Ein zentraler Programmpunkt war der Besuch des Schulzentrums Talitha Kumi in Beit Jala in der Westbank. „Mich beeindruckt, mit welcher Zuversicht die Menschen hier täglich zur Schule kommen, Schüler wie Lehrer“, sagte Bischof Dr. Stäblein, Vorsitzender des Missionsrats des Berliner Missionswerkes. Das Berliner Missionswerk ist Träger der Schule.„In einer Situation, die sich immer weiter zuspitzt, ist Talitha Kumi ein Ort des Friedens und der Begegnung, in der Kinder in einer geschützten Atmosphäre lernen können, damit Versöhnung wachsen kann.“ Nach einer Führung durch das Schulzentrum, einschließlich des Kindergartens, des Community Colleges und der neuen Anlagen für nachhaltige Landwirtschaft, mit Schuldirektor Birger Reese und der stellvertretenden Schulleiterin Laura Bishara traf Bischof Stäblein Schülerinnen und Schüler sowie Lehrkräfte zum Gespräch über die aktuelle Situation.
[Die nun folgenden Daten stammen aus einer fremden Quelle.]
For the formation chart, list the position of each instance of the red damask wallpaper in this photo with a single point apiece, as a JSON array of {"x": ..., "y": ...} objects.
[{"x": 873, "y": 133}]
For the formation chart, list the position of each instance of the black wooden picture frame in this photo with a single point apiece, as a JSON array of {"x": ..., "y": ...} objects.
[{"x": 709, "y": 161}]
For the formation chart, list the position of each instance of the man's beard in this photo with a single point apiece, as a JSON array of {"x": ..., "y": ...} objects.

Seit dem Terror-Anschlag der Hamas am 7. Oktober und dem folgenden Krieg in Gazah hat sich auch ihr Leben massiv verändert.
„Talitha Kumi ist für uns eine große Chance“, so eine der Schülerinnen. Neben dem Unterricht gibt es besondere Aktivitäten wie Model-United-Nations-Debatten, aber auch vielfältige Sport- und Freizeitangebote. „Talitha Kumi ist eine Familie“, sagte eine Lehrerin. „Wir wollen unsere Hoffnung auf die ganze Gesellschaft übertragen“, ergänzte eine weitere Lehrkraft. Einer ihrer deutschen Kollegen, der am Gespräch teilnahm, sagte, dass ihn die Kraft der Kolleginnen und Kollegen, den schwierigen Alltag zu meistern, sehr beeindruckt habe: „Wir haben weniger Probleme und sind nur auf Zeit hier. Ich lerne jeden Tag, wie schwer die Probleme der anderen sind.“
Partnerkirche: “Starkes Zeichen des Glaubens”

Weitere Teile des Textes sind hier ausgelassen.